“The real cases get unfair settlements in these mass settlements,” said Weill, who is director of the Lung and Heart-Lung Transplant Program at the Stanford University Medical Center.
“They get diluted out by the false claims. I think that's a big deal. Some really injured people deserve much more than the $1,000 or $1,500 people end up getting” while literally thousands of other claimants are paid despite being healthy, he told The Examiner.
Weill, who has testified twice in recent years before Senate committees as an expert witness on asbestosis, knows the subject intimately. He helped blow the whistle on a massive Texas legal scam where lawyers and doctors were manufacturing thousands of false claims of another lung disease, silicosis. Defendant companies found that many of the supposed silicosis victims had also filed suit earlier claiming to suffer from asbestosis.
Weill explained to the Senate that the two diagnoses are utterly distinct and easy to differentiate on X-rays, and that “it would be extremely unusual for one person in a working lifetime to have sufficient exposure to both types of dust to cause both diseases.”
Furthermore, he said, “outside the litigation setting, confusion between silicosis and asbestosis does not occur.”
Yet the attempted fraud was so blatant that he “encountered one case where a different screening firm diagnosed a plaintiff in February and then again in March. The former screening generated an asbestos ‘diagnosis,’ while the latter generated a silicosis ‘diagnosis.’ Silicosis was not mentioned in the first report, and asbestosis wasn’t mentioned in the second one.
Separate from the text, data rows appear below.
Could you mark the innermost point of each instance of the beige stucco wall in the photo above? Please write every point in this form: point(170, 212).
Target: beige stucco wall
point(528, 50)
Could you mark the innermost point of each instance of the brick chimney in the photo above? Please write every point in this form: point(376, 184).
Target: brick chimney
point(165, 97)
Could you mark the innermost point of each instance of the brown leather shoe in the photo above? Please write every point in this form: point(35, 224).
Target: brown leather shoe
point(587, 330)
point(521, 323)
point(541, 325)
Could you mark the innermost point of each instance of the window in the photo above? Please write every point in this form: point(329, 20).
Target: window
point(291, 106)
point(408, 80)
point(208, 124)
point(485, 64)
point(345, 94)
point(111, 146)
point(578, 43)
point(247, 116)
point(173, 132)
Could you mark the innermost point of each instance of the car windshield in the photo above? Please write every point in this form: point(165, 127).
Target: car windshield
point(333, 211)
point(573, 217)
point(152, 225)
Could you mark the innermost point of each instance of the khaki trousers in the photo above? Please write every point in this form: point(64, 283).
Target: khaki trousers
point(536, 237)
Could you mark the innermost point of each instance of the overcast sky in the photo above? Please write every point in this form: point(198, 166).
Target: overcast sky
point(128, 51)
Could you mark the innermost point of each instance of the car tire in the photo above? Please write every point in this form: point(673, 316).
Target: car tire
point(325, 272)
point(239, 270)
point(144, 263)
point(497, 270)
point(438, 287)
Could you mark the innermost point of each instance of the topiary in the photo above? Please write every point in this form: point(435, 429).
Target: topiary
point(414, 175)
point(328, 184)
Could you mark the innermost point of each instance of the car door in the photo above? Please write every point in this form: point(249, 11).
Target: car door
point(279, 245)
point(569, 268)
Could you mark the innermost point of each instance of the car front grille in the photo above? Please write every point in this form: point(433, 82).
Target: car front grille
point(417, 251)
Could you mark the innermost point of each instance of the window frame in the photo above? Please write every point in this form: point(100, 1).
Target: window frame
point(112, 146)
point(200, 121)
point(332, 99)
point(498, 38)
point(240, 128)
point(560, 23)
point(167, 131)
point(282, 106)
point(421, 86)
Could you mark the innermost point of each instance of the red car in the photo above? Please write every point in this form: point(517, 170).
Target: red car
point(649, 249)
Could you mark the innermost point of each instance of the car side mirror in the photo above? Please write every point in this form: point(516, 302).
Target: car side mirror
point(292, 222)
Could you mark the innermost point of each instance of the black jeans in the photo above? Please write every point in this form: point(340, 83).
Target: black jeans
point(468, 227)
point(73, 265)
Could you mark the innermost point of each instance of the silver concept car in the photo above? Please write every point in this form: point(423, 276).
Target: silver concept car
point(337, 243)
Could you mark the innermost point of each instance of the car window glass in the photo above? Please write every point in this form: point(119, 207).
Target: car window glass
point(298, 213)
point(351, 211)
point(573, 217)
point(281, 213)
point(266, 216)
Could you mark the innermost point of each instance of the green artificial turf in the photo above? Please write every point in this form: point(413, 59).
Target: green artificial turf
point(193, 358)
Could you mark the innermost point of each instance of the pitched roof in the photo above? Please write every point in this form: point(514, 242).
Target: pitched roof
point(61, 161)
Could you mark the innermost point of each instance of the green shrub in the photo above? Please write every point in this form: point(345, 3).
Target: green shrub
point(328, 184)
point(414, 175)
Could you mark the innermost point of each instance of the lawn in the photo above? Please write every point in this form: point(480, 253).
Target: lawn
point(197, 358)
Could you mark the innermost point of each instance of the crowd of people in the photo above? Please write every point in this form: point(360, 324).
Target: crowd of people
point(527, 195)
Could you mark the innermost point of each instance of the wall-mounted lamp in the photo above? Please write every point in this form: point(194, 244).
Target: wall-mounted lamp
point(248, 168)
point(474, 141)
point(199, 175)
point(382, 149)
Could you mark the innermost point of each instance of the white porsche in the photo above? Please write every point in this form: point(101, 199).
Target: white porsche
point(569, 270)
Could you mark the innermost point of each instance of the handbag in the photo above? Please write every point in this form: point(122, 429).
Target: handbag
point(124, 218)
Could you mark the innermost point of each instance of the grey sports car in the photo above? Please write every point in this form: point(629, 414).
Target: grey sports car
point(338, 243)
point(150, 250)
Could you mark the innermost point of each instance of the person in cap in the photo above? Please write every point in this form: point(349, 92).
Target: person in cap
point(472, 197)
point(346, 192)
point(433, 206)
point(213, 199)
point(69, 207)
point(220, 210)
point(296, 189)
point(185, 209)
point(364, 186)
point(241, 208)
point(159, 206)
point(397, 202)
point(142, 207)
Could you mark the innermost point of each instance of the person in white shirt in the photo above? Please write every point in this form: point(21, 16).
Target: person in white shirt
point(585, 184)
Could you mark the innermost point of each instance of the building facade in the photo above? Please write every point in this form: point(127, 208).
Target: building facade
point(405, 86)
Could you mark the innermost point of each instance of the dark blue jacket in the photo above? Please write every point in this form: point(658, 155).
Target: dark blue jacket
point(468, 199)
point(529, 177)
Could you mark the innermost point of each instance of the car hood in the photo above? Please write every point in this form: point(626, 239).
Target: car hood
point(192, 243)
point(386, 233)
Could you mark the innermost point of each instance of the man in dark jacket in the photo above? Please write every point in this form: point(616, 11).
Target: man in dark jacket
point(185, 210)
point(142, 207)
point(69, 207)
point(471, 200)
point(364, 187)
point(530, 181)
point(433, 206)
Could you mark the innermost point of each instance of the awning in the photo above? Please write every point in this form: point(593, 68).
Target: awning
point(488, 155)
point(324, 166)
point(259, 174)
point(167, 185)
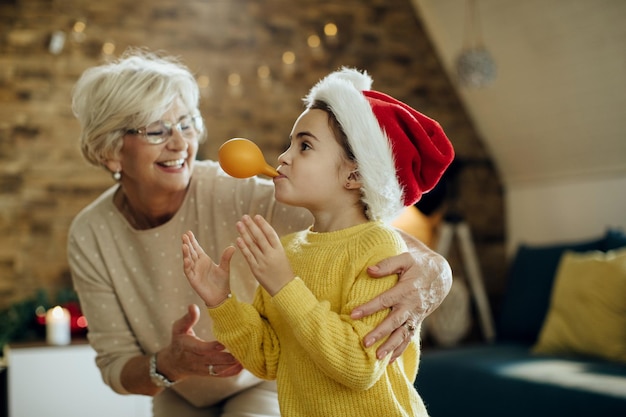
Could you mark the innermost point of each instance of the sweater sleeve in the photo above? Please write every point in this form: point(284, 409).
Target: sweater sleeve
point(247, 334)
point(334, 340)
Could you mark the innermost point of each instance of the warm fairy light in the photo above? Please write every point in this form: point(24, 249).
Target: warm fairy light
point(263, 72)
point(330, 29)
point(313, 41)
point(234, 79)
point(289, 57)
point(108, 48)
point(79, 26)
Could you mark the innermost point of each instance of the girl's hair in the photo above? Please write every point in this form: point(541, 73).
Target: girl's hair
point(335, 126)
point(129, 93)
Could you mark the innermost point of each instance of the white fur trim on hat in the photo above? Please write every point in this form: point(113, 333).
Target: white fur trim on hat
point(342, 92)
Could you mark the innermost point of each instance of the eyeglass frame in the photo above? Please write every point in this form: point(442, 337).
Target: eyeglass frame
point(195, 123)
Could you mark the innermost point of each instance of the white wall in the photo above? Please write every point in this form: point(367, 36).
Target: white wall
point(564, 211)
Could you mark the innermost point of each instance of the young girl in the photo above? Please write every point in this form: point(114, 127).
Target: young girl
point(356, 158)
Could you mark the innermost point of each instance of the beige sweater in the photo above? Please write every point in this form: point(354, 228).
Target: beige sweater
point(131, 283)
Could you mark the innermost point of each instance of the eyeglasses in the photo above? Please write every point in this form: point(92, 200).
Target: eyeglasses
point(159, 132)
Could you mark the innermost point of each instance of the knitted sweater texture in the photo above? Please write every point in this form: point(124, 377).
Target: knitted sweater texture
point(304, 336)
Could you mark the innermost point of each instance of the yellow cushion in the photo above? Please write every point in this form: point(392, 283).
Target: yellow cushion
point(587, 313)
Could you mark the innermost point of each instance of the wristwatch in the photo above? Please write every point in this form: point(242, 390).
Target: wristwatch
point(158, 379)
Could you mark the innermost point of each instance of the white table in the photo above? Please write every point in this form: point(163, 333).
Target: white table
point(63, 381)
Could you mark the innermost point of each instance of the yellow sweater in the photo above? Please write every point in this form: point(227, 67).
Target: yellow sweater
point(305, 339)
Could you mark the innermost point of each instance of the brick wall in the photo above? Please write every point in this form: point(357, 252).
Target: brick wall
point(44, 181)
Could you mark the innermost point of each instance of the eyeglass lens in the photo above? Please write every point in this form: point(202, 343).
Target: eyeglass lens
point(162, 130)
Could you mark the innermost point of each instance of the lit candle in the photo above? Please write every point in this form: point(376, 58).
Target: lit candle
point(58, 330)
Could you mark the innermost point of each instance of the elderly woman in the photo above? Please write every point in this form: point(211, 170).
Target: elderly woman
point(140, 121)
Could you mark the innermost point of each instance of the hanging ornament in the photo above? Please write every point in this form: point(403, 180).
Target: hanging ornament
point(475, 67)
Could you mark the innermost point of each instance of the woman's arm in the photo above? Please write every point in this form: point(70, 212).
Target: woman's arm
point(424, 281)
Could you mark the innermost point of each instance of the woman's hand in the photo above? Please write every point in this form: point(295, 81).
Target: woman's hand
point(188, 355)
point(424, 281)
point(210, 281)
point(261, 248)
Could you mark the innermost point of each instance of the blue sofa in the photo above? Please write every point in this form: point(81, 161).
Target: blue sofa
point(505, 378)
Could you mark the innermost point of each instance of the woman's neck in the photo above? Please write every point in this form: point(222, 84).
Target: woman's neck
point(145, 214)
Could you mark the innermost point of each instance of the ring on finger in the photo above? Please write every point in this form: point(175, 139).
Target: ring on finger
point(410, 326)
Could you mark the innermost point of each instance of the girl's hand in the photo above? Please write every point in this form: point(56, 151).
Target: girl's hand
point(260, 245)
point(210, 281)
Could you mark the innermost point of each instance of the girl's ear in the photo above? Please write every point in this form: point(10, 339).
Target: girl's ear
point(354, 180)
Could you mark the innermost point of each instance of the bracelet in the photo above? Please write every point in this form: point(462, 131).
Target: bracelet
point(157, 378)
point(230, 295)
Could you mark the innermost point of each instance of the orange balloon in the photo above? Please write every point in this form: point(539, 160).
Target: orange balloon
point(242, 158)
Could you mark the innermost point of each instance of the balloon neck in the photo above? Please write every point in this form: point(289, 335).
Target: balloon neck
point(270, 171)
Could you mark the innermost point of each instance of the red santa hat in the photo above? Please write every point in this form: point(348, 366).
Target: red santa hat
point(400, 152)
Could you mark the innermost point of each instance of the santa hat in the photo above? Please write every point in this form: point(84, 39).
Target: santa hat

A treating physician, of course, would have noted all potential abnormalities on the first report.”
In these lawsuits, though, the physicians reading the thousands of X-rays usually had no contact with the patients.
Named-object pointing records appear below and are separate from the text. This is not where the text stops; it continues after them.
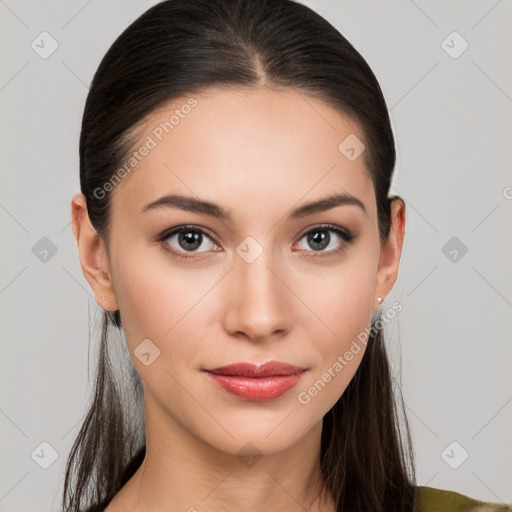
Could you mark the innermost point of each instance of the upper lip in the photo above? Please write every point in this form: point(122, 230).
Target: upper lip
point(269, 369)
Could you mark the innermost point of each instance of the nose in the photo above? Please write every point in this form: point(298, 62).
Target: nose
point(258, 304)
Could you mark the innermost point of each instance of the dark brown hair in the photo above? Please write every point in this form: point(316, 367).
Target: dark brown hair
point(183, 47)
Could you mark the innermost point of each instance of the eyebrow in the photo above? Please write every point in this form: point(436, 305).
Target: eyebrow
point(192, 204)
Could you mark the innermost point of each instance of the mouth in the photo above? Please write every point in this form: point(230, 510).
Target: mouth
point(259, 383)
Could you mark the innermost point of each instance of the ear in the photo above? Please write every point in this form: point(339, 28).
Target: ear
point(391, 250)
point(93, 255)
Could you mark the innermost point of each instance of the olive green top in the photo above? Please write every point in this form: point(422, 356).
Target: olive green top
point(430, 499)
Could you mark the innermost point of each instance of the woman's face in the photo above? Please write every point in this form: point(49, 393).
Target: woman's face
point(259, 284)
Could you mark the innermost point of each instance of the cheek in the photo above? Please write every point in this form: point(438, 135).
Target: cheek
point(161, 302)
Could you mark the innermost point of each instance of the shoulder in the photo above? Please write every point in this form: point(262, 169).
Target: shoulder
point(430, 499)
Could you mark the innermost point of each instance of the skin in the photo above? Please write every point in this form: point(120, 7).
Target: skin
point(258, 154)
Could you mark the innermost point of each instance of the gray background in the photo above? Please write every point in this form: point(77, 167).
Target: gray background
point(453, 126)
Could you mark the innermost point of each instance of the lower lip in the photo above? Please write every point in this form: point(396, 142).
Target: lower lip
point(261, 389)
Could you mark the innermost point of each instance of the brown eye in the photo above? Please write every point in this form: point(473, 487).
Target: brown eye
point(185, 239)
point(327, 237)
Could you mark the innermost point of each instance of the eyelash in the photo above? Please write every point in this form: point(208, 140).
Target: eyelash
point(345, 235)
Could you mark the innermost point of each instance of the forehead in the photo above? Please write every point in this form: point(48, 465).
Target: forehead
point(255, 152)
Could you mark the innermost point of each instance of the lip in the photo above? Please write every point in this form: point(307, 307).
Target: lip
point(259, 383)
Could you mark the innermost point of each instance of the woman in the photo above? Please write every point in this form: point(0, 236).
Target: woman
point(235, 226)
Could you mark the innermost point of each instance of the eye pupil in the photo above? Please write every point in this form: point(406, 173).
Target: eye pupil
point(191, 238)
point(322, 240)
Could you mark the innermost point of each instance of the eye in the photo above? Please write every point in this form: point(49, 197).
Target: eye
point(185, 239)
point(188, 239)
point(320, 238)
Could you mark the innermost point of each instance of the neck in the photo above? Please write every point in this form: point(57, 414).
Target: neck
point(181, 472)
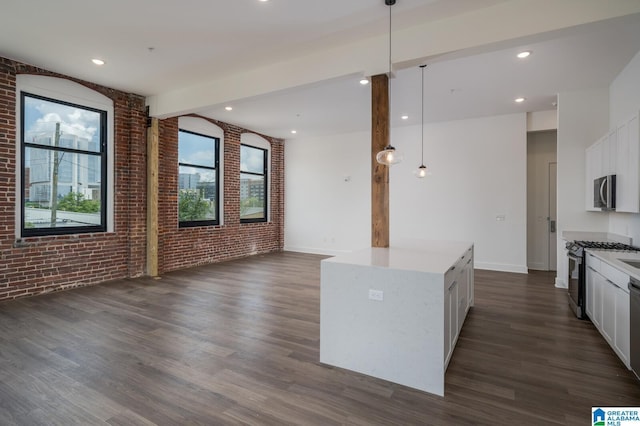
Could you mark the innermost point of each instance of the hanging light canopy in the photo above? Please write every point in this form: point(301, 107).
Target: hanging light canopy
point(389, 156)
point(422, 170)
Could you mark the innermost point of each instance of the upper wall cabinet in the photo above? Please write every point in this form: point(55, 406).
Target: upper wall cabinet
point(593, 168)
point(616, 153)
point(628, 166)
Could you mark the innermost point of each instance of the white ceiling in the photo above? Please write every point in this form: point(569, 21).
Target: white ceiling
point(156, 46)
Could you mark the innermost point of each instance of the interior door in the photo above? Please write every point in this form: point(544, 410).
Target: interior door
point(553, 240)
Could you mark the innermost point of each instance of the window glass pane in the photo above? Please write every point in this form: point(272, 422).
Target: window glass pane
point(196, 150)
point(252, 197)
point(54, 124)
point(196, 194)
point(251, 159)
point(73, 201)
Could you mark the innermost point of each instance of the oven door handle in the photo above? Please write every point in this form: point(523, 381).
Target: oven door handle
point(576, 258)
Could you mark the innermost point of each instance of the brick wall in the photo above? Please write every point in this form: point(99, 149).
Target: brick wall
point(184, 247)
point(38, 265)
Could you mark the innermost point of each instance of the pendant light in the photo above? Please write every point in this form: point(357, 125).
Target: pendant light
point(389, 156)
point(422, 170)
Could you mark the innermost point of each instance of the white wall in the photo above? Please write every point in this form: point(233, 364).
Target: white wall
point(624, 97)
point(328, 194)
point(583, 116)
point(478, 172)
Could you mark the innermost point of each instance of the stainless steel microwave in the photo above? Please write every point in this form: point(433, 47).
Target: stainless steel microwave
point(604, 192)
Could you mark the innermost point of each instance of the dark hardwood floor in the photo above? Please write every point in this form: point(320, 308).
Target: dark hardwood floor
point(237, 343)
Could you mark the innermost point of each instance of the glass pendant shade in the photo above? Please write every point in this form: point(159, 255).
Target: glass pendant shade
point(389, 156)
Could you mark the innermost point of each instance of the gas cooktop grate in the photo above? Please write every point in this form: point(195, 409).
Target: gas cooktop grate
point(601, 245)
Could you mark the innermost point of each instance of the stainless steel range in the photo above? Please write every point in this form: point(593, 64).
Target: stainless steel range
point(577, 272)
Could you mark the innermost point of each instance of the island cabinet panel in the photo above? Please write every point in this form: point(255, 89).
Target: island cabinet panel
point(396, 313)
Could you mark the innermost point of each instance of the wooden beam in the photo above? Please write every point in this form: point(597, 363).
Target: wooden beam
point(379, 173)
point(153, 164)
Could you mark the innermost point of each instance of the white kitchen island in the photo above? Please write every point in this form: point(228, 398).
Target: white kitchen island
point(395, 313)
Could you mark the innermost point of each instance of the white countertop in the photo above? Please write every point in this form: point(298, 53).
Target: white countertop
point(613, 259)
point(413, 255)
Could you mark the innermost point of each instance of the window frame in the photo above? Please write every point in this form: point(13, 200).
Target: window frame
point(216, 168)
point(103, 154)
point(265, 175)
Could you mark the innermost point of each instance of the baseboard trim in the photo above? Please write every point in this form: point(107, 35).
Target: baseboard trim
point(501, 267)
point(313, 250)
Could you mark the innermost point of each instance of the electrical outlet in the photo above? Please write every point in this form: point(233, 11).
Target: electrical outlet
point(377, 295)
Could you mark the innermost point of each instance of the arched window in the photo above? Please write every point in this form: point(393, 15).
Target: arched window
point(65, 154)
point(199, 195)
point(254, 178)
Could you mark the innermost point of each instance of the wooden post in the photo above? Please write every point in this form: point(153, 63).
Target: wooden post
point(153, 164)
point(379, 173)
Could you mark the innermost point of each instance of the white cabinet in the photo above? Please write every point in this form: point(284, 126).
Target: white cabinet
point(451, 320)
point(622, 336)
point(458, 298)
point(608, 325)
point(616, 153)
point(593, 170)
point(607, 301)
point(628, 166)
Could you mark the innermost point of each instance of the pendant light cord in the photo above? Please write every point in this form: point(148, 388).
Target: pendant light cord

Later, Weill was hired by the W.R. Grace Company to help design a “blind” clinical study (the actual diagnosticians weren’t told their medical readings were being used in litigation or who sponsored the study) of the asbestos claims against Grace.
Weill said the study found that more than 80 percent of the asbestosis claims were demonstrably false.
The difference between actual and fake victims, he told The Examiner, “is a difference between no breathing impairment and potentially having a fatal disease.” It was just that stark.
“That kind of discrepancy shouldn't happen,” he added.